“If [financial success] came early enough and you
loved life as much as you loved your work,
it would take much character to resist the temptations.
Once writing has become your major vice and
greatest pleasure, only death can stop it. Financial security
then is a great help as it keeps you from worrying.
Worry destroys the ability to write.”
In 1920, Aldous Huxley was a struggling, unknown writer. He eked out a living writing reviews for the Athenaeum and the Westminster Gazette. The pittance he earned allowed him to barely support his wife and child. They lived in a spartan coldwater flat in Hampstead, living on canned soup and boiled potatoes. Discouraged, Huxley wrote his father, “There is nothing but a commercial success that can free one from this deadly hustle.”
Two years later, Huxley’s first novel, Crome Yellow, was published and met with critical praise and modest commercial success: 2,500 copies sold the first year. Those may be dismal numbers by today’s standards, but they were solidly respectable sales for the time, and Huxley was delighted. After several years of the “deadly hustle” of writing articles and reviews, the 28-year-old writer had achieved success. He moved his family from the Hampstead flat to a comfortable home in Kensington. He quit his day job at the magazine and became a full-time working writer, devoting his time and energy to his novels, including Eyeless in Gaza and Brave New World.

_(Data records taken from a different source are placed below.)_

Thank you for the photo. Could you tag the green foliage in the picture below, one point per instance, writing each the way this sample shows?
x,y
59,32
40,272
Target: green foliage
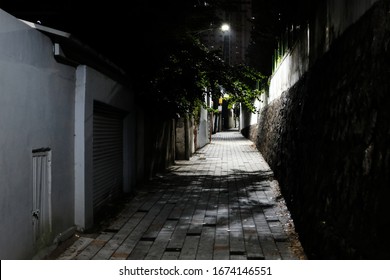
x,y
192,71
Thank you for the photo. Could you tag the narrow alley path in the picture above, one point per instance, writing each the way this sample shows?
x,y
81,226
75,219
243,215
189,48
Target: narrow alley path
x,y
221,204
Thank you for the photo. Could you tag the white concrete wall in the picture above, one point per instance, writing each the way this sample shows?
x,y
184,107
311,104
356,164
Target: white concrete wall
x,y
295,63
90,86
36,110
338,16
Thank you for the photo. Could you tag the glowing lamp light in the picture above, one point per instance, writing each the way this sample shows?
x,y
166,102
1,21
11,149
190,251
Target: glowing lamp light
x,y
225,27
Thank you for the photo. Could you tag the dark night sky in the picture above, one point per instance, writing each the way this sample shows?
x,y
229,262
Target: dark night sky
x,y
123,31
133,34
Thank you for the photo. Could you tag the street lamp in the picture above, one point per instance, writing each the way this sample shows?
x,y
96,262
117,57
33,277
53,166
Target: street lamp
x,y
225,27
226,42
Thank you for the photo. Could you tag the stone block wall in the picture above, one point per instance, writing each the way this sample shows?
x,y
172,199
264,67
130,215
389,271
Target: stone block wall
x,y
328,141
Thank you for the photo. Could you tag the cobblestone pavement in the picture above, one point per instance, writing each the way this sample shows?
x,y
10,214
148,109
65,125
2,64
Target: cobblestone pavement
x,y
221,204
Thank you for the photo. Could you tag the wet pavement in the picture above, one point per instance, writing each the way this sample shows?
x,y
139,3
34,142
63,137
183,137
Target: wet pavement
x,y
221,204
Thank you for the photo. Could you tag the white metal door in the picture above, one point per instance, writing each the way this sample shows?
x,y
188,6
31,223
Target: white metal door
x,y
41,212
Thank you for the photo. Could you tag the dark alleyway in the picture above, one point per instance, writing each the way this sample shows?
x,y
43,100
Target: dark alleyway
x,y
221,204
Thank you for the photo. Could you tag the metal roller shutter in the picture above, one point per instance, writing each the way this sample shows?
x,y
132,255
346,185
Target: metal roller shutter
x,y
107,154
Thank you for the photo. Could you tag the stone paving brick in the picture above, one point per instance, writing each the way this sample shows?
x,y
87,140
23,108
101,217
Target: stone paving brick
x,y
221,204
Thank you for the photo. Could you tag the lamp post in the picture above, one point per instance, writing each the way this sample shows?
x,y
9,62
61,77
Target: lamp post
x,y
226,42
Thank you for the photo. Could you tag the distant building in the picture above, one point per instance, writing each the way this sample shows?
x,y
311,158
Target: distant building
x,y
233,42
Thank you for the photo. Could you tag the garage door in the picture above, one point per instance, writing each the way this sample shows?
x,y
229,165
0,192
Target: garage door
x,y
107,154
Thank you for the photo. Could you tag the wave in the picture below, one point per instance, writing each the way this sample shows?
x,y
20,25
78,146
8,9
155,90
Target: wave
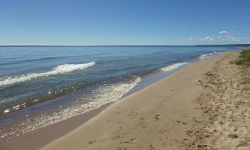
x,y
61,69
99,97
173,67
207,55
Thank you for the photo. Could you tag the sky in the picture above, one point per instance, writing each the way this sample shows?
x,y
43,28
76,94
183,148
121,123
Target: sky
x,y
124,22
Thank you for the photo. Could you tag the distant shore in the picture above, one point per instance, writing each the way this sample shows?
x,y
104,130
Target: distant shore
x,y
164,115
203,106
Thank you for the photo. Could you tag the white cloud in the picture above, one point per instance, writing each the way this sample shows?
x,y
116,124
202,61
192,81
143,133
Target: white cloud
x,y
207,38
224,32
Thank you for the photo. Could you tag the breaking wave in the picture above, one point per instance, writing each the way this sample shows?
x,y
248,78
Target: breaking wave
x,y
207,55
61,69
173,67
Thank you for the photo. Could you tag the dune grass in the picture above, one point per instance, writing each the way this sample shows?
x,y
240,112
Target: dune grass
x,y
244,59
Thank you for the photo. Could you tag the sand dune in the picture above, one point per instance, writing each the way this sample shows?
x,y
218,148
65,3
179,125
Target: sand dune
x,y
178,112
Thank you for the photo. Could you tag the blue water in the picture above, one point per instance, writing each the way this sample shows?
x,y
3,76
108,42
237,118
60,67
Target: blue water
x,y
34,78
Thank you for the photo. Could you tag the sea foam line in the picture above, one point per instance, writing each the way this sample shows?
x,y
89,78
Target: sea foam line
x,y
173,66
99,97
61,69
207,55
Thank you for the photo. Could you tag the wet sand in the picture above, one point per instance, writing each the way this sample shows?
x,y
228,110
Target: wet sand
x,y
168,114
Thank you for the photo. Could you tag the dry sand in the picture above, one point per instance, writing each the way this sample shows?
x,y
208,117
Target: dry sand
x,y
205,106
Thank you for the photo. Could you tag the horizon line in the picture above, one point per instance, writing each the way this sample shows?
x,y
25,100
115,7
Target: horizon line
x,y
118,45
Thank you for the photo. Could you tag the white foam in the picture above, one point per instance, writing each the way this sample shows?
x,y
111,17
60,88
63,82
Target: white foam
x,y
207,55
61,69
99,97
173,67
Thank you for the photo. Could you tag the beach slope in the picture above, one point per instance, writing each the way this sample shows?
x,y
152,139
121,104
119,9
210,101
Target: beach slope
x,y
161,116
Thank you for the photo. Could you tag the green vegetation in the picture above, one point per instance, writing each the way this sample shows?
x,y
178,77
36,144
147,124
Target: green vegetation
x,y
244,59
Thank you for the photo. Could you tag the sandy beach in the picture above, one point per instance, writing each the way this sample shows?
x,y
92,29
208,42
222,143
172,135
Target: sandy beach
x,y
182,111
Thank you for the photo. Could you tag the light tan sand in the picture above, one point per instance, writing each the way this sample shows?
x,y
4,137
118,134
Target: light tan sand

I know exactly what Huxley meant when he talked about the “deadly hustle.” You probably do, too. But with persistence, planning, and hard work, you can achieve the success that will bring an end to the hustle. You can achieve the dream of becoming a writer on your own terms, writing the books you want to write, commanding huge advances, collecting obscene royalties. In time, you’ll look back and know that the struggles and lean times were worth it.